It was a forward-looking move that anticipated readers’ changing needs. Over the decades, MWR editors took many more steps into unknown futures, including the 2012 shift to a biweekly schedule and a new name.

At each step along the way, readers of MWR supported these new ventures. The result has been a newspaper that has presented an inclusive vision of Mennonites and global Anabaptism for 95 years.

Today, we and our friends at The Mennonite Inc. are exploring another step of faith — and asking for your support if it comes to pass. We are proposing to create a new, independent, inter-Mennonite media organization by merging Mennonite World Review Inc. and The Mennonite Inc. This includes a recommendation to merge the publications, MWR and The Mennonite, by 2020 to create a new, stronger and more vital witness to our Anabaptist faith.

The final decision-makers are the Mennonite Church USA Executive Board and the 150 members of the MWR corporation. Both will be asked to approve the plan this year.

You can read the details of the merger exploration here. Decisions about the name, format and frequency in print of a new publication are still to come. But an essential part of the vision is certain: If approved, the new organization, like MWR today, will produce independent, inter-Mennonite journalism to inform and connect the global Anabaptist movement.
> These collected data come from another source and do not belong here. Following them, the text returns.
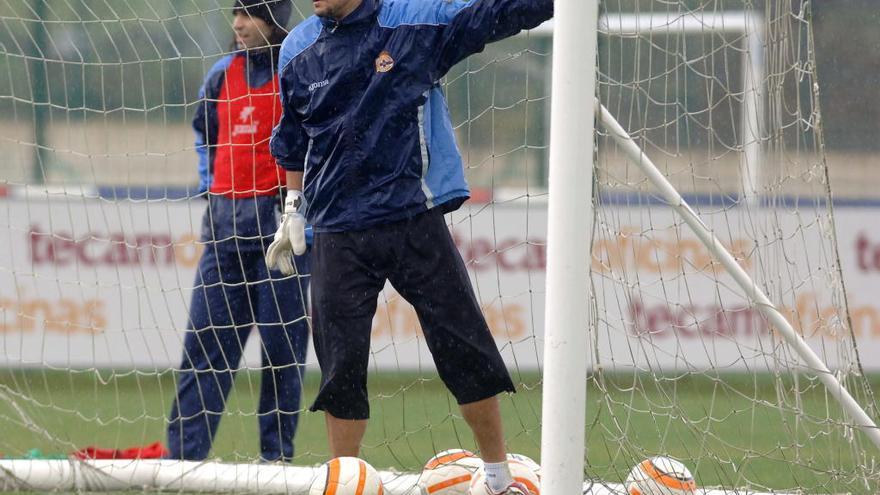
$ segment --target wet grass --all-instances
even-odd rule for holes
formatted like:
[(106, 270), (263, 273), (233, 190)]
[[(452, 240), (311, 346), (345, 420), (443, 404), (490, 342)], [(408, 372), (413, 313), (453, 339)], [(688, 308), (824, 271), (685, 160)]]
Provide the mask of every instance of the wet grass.
[[(519, 392), (502, 400), (508, 450), (538, 459), (541, 382), (514, 376)], [(307, 375), (303, 405), (317, 389)], [(871, 377), (857, 396), (863, 402)], [(174, 390), (171, 373), (0, 371), (0, 454), (32, 449), (63, 455), (86, 445), (122, 448), (164, 441)], [(213, 455), (252, 462), (259, 453), (255, 411), (259, 374), (242, 372), (221, 422)], [(639, 459), (667, 454), (688, 464), (703, 486), (752, 486), (808, 493), (866, 493), (877, 487), (876, 456), (815, 380), (769, 375), (594, 377), (587, 390), (587, 475), (621, 481)], [(377, 468), (417, 471), (435, 452), (475, 449), (458, 407), (429, 373), (373, 373), (372, 420), (362, 457)], [(552, 421), (552, 418), (550, 419)], [(297, 464), (326, 460), (323, 417), (304, 411)], [(868, 488), (870, 487), (870, 488)]]

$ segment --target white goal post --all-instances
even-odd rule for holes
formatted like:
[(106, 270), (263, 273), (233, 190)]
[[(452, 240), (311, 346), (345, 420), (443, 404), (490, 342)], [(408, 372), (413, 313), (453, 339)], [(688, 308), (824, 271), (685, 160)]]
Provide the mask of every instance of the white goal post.
[(593, 26), (598, 12), (598, 0), (555, 4), (541, 404), (541, 490), (546, 495), (574, 493), (584, 477), (591, 295), (585, 254), (593, 223), (594, 155), (593, 119), (584, 118), (584, 111), (596, 93)]
[[(558, 20), (548, 21), (531, 33), (537, 36), (554, 36), (558, 23)], [(598, 33), (596, 33), (621, 37), (632, 37), (648, 32), (657, 36), (709, 33), (732, 33), (742, 36), (740, 50), (744, 70), (741, 74), (742, 102), (739, 128), (743, 152), (740, 157), (740, 177), (741, 193), (748, 201), (756, 200), (763, 160), (761, 132), (766, 118), (763, 88), (765, 79), (763, 23), (762, 16), (754, 10), (614, 14), (599, 17)], [(580, 31), (577, 35), (581, 38), (581, 43), (587, 43), (585, 25), (580, 23), (578, 26)]]
[[(589, 316), (592, 289), (587, 283), (589, 239), (582, 234), (592, 231), (593, 157), (592, 119), (585, 118), (586, 109), (593, 109), (597, 120), (659, 190), (669, 207), (691, 228), (712, 256), (736, 281), (743, 293), (765, 315), (806, 362), (807, 370), (815, 373), (828, 392), (835, 397), (855, 427), (864, 432), (880, 449), (880, 430), (874, 421), (837, 380), (833, 372), (798, 335), (792, 324), (749, 277), (733, 255), (715, 237), (712, 230), (687, 204), (663, 173), (639, 148), (627, 131), (615, 120), (599, 99), (590, 97), (595, 91), (595, 46), (599, 33), (620, 36), (651, 33), (705, 33), (732, 31), (742, 33), (743, 97), (741, 115), (741, 180), (742, 199), (751, 207), (759, 207), (759, 164), (761, 162), (761, 123), (763, 121), (764, 80), (763, 35), (760, 17), (750, 11), (697, 12), (615, 15), (593, 22), (598, 1), (558, 0), (555, 29), (550, 23), (537, 30), (553, 33), (553, 117), (549, 177), (549, 230), (546, 293), (546, 325), (544, 348), (544, 402), (542, 428), (542, 478), (544, 493), (572, 493), (571, 484), (581, 477), (583, 464), (583, 425), (586, 419), (583, 394), (587, 389), (588, 356), (592, 355), (587, 335), (595, 331)], [(585, 19), (585, 21), (581, 21)], [(578, 93), (580, 90), (580, 94)], [(592, 100), (592, 101), (591, 101)], [(572, 108), (574, 107), (574, 108)], [(583, 111), (578, 111), (583, 109)], [(584, 230), (586, 223), (587, 229)], [(592, 342), (593, 339), (589, 339)], [(553, 420), (548, 418), (552, 417)], [(589, 453), (587, 453), (589, 456)]]

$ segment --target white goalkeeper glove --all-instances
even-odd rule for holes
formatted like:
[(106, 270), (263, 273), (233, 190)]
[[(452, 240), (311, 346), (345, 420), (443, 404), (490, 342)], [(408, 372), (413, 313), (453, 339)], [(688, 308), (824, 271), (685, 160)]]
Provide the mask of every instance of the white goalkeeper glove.
[(301, 191), (289, 190), (284, 197), (284, 215), (275, 232), (275, 240), (266, 251), (266, 265), (285, 275), (296, 273), (292, 255), (306, 252), (306, 199)]

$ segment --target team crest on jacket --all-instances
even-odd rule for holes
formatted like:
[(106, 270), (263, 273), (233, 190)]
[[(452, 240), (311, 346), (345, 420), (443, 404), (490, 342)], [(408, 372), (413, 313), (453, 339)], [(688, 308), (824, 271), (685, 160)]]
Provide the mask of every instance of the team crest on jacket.
[(386, 50), (382, 50), (382, 53), (376, 57), (376, 72), (388, 72), (394, 68), (394, 59), (391, 58), (391, 54)]

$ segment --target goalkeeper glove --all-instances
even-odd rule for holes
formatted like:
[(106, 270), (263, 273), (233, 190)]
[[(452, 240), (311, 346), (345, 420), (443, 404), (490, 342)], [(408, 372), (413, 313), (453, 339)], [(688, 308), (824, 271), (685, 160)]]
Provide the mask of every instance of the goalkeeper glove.
[(306, 200), (301, 191), (289, 190), (284, 198), (284, 215), (275, 239), (266, 251), (266, 265), (285, 275), (296, 273), (292, 255), (306, 252)]

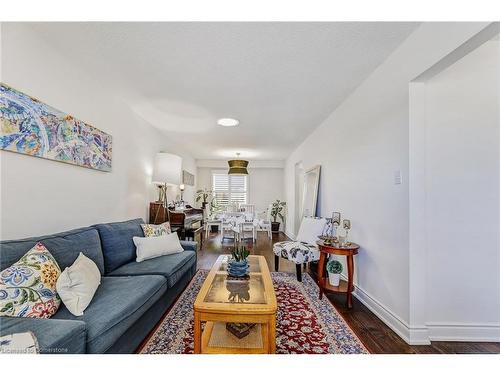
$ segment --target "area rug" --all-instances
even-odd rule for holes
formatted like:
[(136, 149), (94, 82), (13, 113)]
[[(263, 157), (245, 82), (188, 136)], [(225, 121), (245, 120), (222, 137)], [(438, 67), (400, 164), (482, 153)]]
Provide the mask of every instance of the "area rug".
[[(207, 275), (208, 271), (198, 271), (140, 353), (193, 353), (193, 303)], [(328, 298), (319, 300), (313, 279), (308, 274), (302, 278), (299, 282), (295, 275), (272, 272), (278, 301), (276, 353), (368, 353)]]

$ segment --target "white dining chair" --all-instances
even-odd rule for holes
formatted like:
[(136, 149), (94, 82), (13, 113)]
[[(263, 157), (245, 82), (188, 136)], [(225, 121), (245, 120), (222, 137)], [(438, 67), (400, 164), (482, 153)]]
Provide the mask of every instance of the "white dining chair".
[(217, 232), (221, 230), (222, 220), (218, 218), (207, 218), (205, 220), (205, 238), (208, 238), (210, 235), (211, 228), (217, 227)]
[(236, 203), (229, 203), (226, 205), (224, 212), (225, 213), (238, 212), (238, 205)]
[(273, 238), (272, 232), (271, 232), (271, 207), (272, 205), (269, 205), (269, 207), (262, 211), (257, 213), (257, 228), (256, 230), (266, 232), (267, 237), (269, 239)]
[(249, 213), (249, 214), (254, 214), (255, 213), (255, 205), (254, 204), (240, 204), (240, 211)]
[(221, 220), (221, 242), (224, 242), (225, 238), (232, 238), (235, 242), (239, 241), (240, 233), (234, 230), (233, 218), (238, 215), (237, 212), (226, 212), (222, 215)]
[(244, 240), (247, 237), (245, 234), (250, 233), (252, 236), (252, 242), (257, 242), (257, 223), (254, 221), (255, 217), (253, 214), (248, 212), (244, 213), (245, 222), (241, 223), (241, 239)]

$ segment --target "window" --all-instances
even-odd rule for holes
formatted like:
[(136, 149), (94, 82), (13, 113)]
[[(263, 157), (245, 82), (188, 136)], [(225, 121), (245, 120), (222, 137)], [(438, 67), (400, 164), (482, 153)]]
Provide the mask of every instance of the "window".
[(212, 190), (217, 203), (221, 206), (231, 203), (246, 204), (248, 199), (248, 176), (231, 175), (227, 174), (227, 171), (213, 171)]

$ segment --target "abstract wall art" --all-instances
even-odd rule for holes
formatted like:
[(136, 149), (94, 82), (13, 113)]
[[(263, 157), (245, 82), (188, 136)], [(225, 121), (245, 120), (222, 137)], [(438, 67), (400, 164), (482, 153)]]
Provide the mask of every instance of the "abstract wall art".
[(111, 135), (3, 83), (0, 150), (111, 171)]

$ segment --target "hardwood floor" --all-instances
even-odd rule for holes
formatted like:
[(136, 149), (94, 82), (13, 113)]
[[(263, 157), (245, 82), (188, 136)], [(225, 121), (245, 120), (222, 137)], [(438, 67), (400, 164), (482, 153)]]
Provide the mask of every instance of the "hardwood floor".
[[(252, 244), (251, 240), (245, 241), (245, 244), (251, 249), (252, 254), (264, 255), (272, 271), (274, 270), (272, 243), (287, 239), (283, 233), (279, 233), (273, 234), (271, 241), (264, 233), (259, 233), (256, 244)], [(217, 234), (204, 238), (203, 249), (198, 252), (198, 268), (210, 269), (217, 257), (220, 254), (228, 254), (232, 247), (232, 240), (226, 239), (221, 244), (220, 236)], [(294, 273), (295, 265), (282, 259), (280, 271)], [(312, 273), (314, 277), (314, 270), (307, 272)], [(326, 294), (326, 296), (371, 353), (500, 353), (500, 343), (442, 341), (433, 342), (431, 345), (408, 345), (355, 297), (353, 297), (353, 308), (349, 310), (345, 307), (344, 296), (333, 294)]]

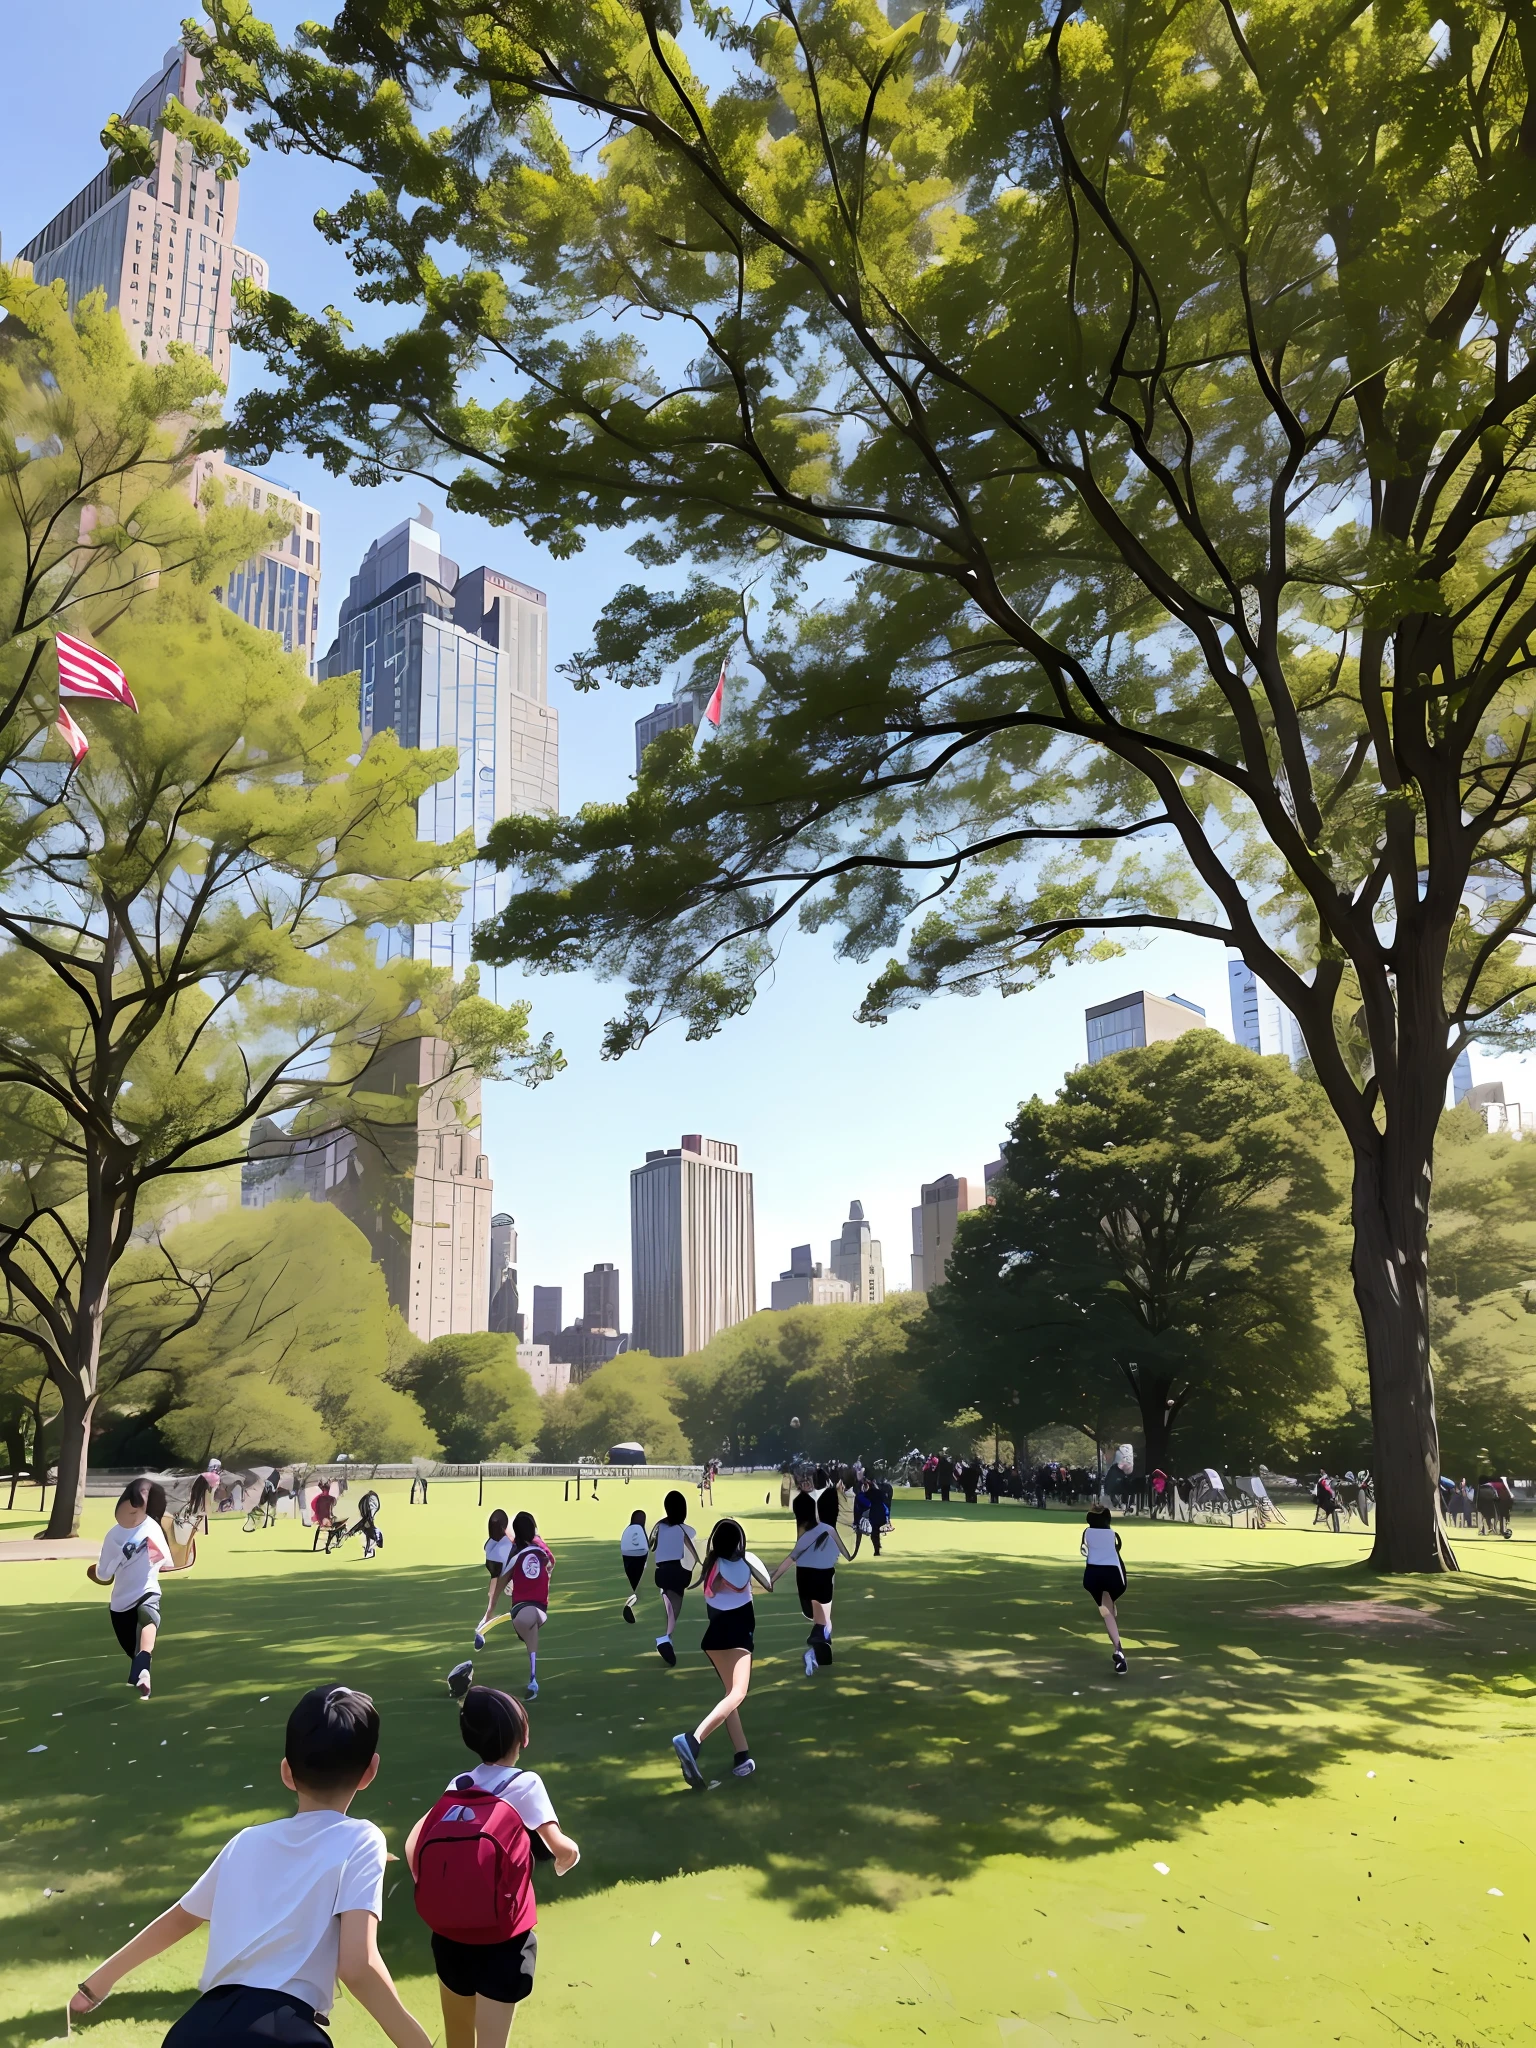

MWR was founded on an inclusive vision of the Mennonite family of faith. It became a beacon of Mennonite unity — and chronicled the warming of relationships that culminated in a denominational merger.

Today, the integrating impulses that produced a union of the Mennonite Church and General Conference Mennonite Church have given way to new alliances. An inclusive vision for Anabaptist publishing may be as idealistic today as it was in 1923 when a newspaper for all Mennonites first rolled off H.P. Kreh­biel’s press. Yet a dream is emerging for an Anabaptist “flagship” publication that members of MC USA, the Mennonite Brethren, Lancas­ter Mennonite Conference and others can call their own.

Those who ran Krehbiel’s print shop couldn’t have imagined that they were producing what would one day be known as “legacy media” — and that technological change as revolutionary as Gutenberg’s movable-type press would jeopardize its existence.

Based on current financial trends, two separate publishing ventures will have trouble surviving beyond the 2020s without creative action, sooner better than later. Board members and staff of MWR Inc. and The Mennonite Inc. believe preserving vibrant Mennonite journalism for future generations requires combining resources while the organizations are still relatively strong.

MWR was born as a witness for Mennonite unity. Loyal readers have sustained it as a beacon of that inclusive vision. Now we propose a new era of collaborative ministry and leadership in global Anabaptism.